Antecipaste há muito o convite do PM e fizeste-te à estrada em tenra idade. O que te levou a abandonar Lisboa e abraçar a vida no estrangeiro?

O desejo de sair da minha zona de conforto, de ser questionado e desafiado por outras realidades, de ser um peixe pequeno num aquário grande.

Depois de Amesterdão e Londres fizeste mais uns quilómetros e mudaste-te para Tóquio. Como tem sido a experiência?

Viver em Tóquio é viver no futuro, sempre 8 horas à frente da hora 0. Tudo acontece primeiro aqui. É como se fossemos uma cobaia do tempo.

Vais seguindo o que se passa por cá ou tentas alhear-te um pouco?

Sigo o mais perto possível, há uma parte de mim que ainda vive em Portugal.

Após “Depois de morrer aconteceram-me muitas coisas”, este livro é quase um regresso à infância e a títulos como “Os Chouriços São Todos Para Assar” e “Mizé”. É caso para dizer que escreves melhor sobre o que conheces?
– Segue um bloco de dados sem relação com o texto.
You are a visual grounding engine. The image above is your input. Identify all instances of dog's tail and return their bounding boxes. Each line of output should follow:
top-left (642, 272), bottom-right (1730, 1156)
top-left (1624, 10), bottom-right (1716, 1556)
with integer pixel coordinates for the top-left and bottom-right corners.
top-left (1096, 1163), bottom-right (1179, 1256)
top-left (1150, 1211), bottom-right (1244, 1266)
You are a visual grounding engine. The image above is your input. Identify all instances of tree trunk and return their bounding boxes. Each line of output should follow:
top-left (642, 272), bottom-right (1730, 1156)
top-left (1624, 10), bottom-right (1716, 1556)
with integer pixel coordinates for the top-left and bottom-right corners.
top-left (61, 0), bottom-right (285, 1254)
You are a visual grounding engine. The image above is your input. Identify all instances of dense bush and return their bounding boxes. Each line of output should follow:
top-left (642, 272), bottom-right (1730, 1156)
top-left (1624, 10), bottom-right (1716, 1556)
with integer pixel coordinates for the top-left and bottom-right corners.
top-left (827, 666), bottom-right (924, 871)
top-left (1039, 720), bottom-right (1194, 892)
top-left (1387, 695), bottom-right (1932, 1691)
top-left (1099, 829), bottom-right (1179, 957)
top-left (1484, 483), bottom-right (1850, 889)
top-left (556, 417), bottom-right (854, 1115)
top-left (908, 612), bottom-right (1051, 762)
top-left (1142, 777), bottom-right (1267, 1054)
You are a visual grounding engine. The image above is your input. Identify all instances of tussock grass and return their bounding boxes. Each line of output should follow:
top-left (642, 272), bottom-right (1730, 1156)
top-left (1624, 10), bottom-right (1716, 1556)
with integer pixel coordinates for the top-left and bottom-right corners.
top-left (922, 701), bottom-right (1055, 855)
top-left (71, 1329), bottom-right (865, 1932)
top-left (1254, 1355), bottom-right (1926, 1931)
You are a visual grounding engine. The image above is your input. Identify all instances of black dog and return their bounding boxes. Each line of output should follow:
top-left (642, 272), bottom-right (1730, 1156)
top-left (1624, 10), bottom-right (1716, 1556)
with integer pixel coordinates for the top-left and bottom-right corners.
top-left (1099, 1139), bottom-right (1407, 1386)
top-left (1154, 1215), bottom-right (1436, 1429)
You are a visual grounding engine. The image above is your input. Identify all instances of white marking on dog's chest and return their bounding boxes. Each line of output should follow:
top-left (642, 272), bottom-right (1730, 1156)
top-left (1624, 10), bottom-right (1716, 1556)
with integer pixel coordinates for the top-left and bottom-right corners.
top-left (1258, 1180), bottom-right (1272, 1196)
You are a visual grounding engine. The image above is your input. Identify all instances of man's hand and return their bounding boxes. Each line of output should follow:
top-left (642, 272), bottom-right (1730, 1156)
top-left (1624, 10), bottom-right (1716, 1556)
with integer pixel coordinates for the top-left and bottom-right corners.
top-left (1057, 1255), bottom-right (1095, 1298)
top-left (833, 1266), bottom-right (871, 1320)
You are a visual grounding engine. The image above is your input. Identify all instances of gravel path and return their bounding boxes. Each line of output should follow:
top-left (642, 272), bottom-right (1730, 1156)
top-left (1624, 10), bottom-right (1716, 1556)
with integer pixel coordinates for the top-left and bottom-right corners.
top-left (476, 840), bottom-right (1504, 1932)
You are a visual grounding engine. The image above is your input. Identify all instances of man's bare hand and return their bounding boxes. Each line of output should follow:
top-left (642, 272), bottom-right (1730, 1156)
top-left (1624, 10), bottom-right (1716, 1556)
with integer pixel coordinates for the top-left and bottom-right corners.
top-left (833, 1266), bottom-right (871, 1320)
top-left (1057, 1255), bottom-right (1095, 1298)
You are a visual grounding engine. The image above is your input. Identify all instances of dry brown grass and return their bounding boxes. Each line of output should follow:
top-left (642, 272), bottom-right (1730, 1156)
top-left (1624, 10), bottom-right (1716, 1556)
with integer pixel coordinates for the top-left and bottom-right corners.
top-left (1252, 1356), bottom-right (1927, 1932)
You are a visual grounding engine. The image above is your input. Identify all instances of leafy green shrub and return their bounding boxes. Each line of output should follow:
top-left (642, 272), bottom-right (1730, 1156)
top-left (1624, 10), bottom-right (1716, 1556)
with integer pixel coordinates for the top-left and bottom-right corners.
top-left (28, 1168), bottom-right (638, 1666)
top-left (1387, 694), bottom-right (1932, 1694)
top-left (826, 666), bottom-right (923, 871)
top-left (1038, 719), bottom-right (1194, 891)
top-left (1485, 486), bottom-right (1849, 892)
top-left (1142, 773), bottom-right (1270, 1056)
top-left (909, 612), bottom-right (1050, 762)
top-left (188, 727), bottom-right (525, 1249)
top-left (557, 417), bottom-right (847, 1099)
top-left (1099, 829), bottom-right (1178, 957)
Escrever num território dramático que conheço bem dá-me mais segurança para me atirar para fora de pé.

O calão ainda vai virar moda?

Há muito tempo que o calão bem empregue é um clássico.

No fim, o Estado ganha sempre?

O fim também é um princípio. E quem ganha hoje perde amanhã.

O País corre o risco de fechar portas nos próximos tempos?

O País já fechou as portas. Agora é preciso abri-las outra vez, enxotar as fraudes e não deixar entrar os mesmos erros nem enganos.

Ricardo Adolfo

Quem é a Maria dos Canos Serrados?

A Maria dos Canos Serrados somos todos nós que não deixamos que o Estado ganhe sempre.

O livro pode ser lido, de certa forma, como um hino ao feminismo e à independência da mulher?

Pode e deve. Ainda temos de ser todos feministas.

É isto pura ficção ou a experiência na periferia permitiu-te ter matéria real para construir um mundo inteiro?

Nada é pura ficção. Foram mais de 20 anos de pesquisa delirante nos subúrbios de Lisboa.

Onde podemos encontrar um bar como o Nandos, para darmos uns tirinhos depois de um dia que corra menos bem?

O único que conheço é em Amesterdão. Mas quando me deixaram entrar obrigaram-me a esquecer a morada.

Apesar do lado cómico e do grande instinto de sobrevivência, as personagens vivem em angústia permanente. Concordas?

Sim. As personagens lutam para sobreviver como tantos de nós neste momento por este mundo fora. É uma luta diária para satisfazermos as necessidades mais básicas. E essa luta constante para pagar a renda e colocarmos jantar na mesa pode ser demolidora.

Acreditas em finais felizes?

Não só acredito, como gosto muito de finais felizes. O optimismo é contagiante e acaba por se tornar destino.

O livro parece casar perfeitamente com o olhar Tarantiniano. Já pensaste em propor-lhe a adaptação do livro ao cinema?

A minha versão da Maria dos Canos Serrados está feita. Se o Quentin Tarantino quiser fazer a versão dele fico muito contente.